Zero carbon housing would save a lot on electricity bills, heating bills, and others since it would not depend on the generation of the highly atmosphere unfriendly power suppliers.
The UK Government and the Change of Heart
Despite their initial enthusiasm in 2006, the UK government seemed to have changed its opinion regarding the zero carbon project implementation and introduced certain changes to the Infrastructure Bill. The government now argues that it would damage the house-building industry and that the plan was not well thought-through. It was a bitter pill for many environmental organizations and activist who believe that there is no point in building homes which will come with high energy bills when there is an eco-friendly way to deal with the climate change. They firmly believe that the cancellation of the program means support for wasting energy, more revenues from high bills, and further dependence on energy imports from abroad, like gas from Russia.
A total of 1/3 of all gas emissions come from homes and energy-consuming house activities, and if the government proceeds with the cancellation of the zero carbon housing program, it could easily climb to 50% by 2050.
The Carbon Free Homes- How Would They Look Like?

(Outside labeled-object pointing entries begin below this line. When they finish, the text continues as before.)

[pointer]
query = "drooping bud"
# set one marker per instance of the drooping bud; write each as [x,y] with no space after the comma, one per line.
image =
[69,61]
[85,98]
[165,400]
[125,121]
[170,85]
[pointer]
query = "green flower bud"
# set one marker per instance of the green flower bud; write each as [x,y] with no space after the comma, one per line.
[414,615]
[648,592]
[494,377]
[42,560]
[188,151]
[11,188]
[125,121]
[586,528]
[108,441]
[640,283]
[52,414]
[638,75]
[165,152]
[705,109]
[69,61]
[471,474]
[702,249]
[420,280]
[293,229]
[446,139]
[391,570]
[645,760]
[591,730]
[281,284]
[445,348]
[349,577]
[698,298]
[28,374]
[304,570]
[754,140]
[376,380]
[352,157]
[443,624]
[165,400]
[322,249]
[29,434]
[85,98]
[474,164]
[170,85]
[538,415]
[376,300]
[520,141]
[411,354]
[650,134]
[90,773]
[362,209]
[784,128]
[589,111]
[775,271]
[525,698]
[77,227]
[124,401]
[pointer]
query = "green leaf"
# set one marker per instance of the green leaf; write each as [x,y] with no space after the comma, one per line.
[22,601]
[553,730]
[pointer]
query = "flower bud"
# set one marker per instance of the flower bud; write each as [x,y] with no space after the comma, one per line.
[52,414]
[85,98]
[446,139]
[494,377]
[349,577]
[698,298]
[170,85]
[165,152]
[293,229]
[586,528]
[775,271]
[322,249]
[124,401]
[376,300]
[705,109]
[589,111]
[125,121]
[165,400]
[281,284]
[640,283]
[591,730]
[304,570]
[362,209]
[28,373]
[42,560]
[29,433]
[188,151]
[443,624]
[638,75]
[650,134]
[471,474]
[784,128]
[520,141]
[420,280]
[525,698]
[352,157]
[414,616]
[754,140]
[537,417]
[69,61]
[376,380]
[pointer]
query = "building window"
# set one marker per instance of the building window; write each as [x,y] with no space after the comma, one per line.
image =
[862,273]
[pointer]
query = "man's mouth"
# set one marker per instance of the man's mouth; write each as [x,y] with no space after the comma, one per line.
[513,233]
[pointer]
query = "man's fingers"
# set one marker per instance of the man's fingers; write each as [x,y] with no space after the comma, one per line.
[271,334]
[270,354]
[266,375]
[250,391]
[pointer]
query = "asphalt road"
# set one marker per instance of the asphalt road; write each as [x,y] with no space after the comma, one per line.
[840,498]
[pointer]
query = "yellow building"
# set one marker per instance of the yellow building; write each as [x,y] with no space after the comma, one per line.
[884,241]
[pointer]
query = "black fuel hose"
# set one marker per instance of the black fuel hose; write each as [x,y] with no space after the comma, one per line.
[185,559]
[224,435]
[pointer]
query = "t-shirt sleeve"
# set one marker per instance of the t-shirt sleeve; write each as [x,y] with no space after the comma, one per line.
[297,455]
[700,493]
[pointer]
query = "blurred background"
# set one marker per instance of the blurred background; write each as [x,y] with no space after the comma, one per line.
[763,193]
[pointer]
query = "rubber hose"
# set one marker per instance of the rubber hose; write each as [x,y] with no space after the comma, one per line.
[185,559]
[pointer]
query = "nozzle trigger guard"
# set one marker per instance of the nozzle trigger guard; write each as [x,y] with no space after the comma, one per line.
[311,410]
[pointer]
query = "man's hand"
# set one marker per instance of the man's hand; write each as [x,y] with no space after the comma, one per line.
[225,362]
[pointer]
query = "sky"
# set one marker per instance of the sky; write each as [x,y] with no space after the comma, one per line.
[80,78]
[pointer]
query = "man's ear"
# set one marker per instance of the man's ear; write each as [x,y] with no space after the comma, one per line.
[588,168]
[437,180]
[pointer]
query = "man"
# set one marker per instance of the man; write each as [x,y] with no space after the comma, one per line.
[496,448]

The carbon zero emission homes require a precise building plan since they need a heating system that extracts the heat from the ground, also insulated walls and triple-glazed windows. It all comes down to a system and equipment that relies on micro-generation of power. The solar roof panels would provide electricity, and an air-source heat pump would provide for hot water and heating by “pumping in” the air from the outside. Another part of the eco carbon-free home would be controlled ventilation which provides for fresh air in all rooms in the house. Rooftop gardens could also be added which would provide for natural insulation.
It is clear from this eco-home example that a carbon-zero home would require many changes and a completely new way of life, but still, people are aware that their life would change for the better and that they would contribute to climate change mitigation. All of the alternative energy sources have countless benefits and advantages that it is worth the effort. Many people agree and would be happy to shift to eco and zero carbon housing, and we can only hope that the government will be back on board again and carry out the brilliant 2006 idea and the carbon zero housing program.